Classification of Pricing Strategy
We differentiate pricing strategy into 3 segments. Those are given below:
Creaming: Creaming is a pricing technique that allows the goods to be sold at a minute higher price as a result the sales are quite required to break even. Generally, it is the technique to gain higher profit by selling at a higher price. In that case, you have to sacrifice high sales. In this, the cost of investment is normally covered and refundable. This strategy is usually suggested for a limited duration.
Decoy pricing: When the seller offers three or more three different products, where two out of those three have similar prices, the decoy pricing strategy turns up as effective. Usually, as a result, the two same-priced products have become more expensive than the 3rd one. This very technique makes the Sales high because it would provide the customer's options of similar price.

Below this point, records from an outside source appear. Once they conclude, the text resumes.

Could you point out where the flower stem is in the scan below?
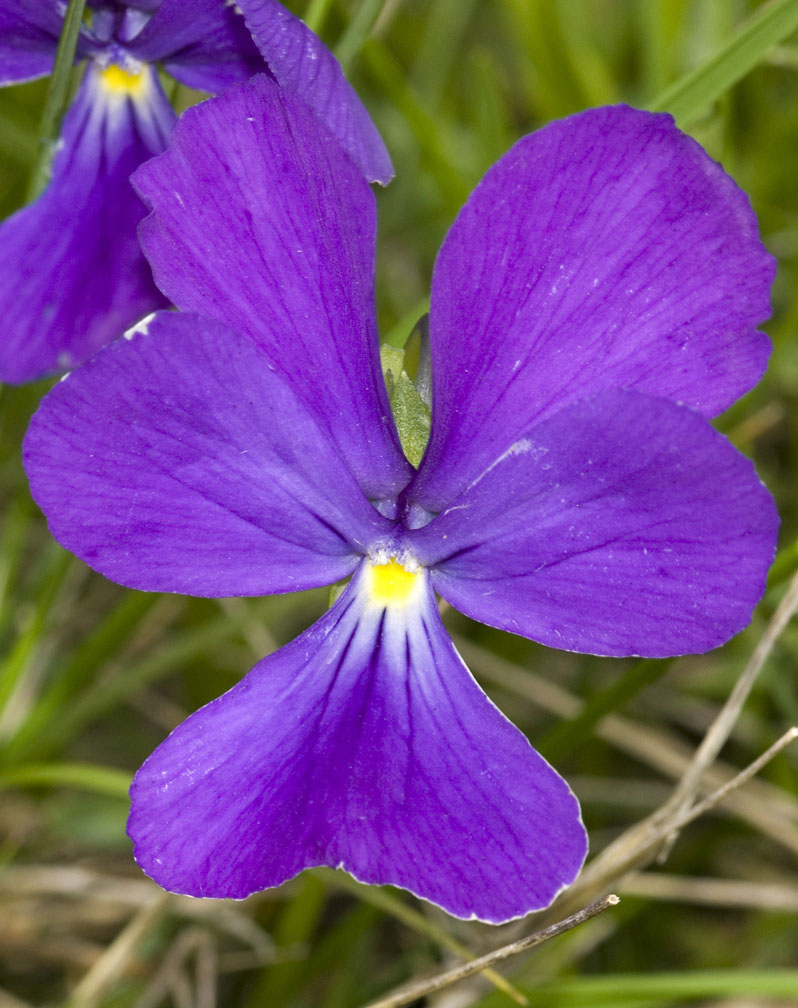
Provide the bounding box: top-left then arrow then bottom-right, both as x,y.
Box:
27,0 -> 86,202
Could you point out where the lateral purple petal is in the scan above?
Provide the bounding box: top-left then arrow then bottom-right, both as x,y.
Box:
134,76 -> 411,499
410,392 -> 778,657
23,312 -> 389,596
233,0 -> 394,185
0,65 -> 174,383
415,106 -> 775,511
129,0 -> 266,94
0,0 -> 63,87
128,571 -> 586,922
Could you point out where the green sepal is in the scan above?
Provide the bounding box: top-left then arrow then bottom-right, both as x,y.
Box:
380,338 -> 431,469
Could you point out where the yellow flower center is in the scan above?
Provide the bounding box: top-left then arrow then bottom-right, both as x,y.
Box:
100,64 -> 144,95
369,556 -> 418,606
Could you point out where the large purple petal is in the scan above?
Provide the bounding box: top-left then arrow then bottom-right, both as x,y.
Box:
410,392 -> 778,657
128,0 -> 266,93
233,0 -> 394,185
24,312 -> 390,596
415,107 -> 774,511
128,566 -> 586,921
134,76 -> 410,499
0,65 -> 174,382
0,0 -> 63,86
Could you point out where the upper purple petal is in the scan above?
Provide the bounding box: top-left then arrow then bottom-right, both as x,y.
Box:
23,312 -> 389,596
408,391 -> 779,657
128,0 -> 266,93
0,0 -> 63,86
233,0 -> 394,185
0,64 -> 174,382
414,106 -> 774,511
128,566 -> 586,922
134,76 -> 410,498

Freemium: It is another very productive technique of pricing strategy where the company would come to offer any products or services by imposing a good premium in the amount for the main product. If you have a look at this very term you can figure out the word ‘freemium’ is a combination of two words, ‘free’ and ‘premium’ which carries irony.
Various Strategies of Pricing
Sometimes it seems very difficult for any organization to maintain a productive and beneficial pricing strategy. So it is very important to determine a specific and consistent pricing strategy. In this regard, you can undoubtedly trust on BookMyEssay as our skilled academic experts are always able to provide various pricing strategies with your Pricing Strategy assignment help. Here we would like to describe our different pricing strategy case study help categories.
- Competition pricing: It is based on the prices which are generated by the competitors in the market. This strategy is very productive for those who are dealing with the products.
- Penetration pricing: Penetration pricing implies the strategy that is used for an organization to penetrate their new products in the market. By this strategy, the producers can increase any product by introducing the product.
- Line pricing: Line pricing is usually used by those kinds of manufacturers who want to maximize their sales by yielding more than one good.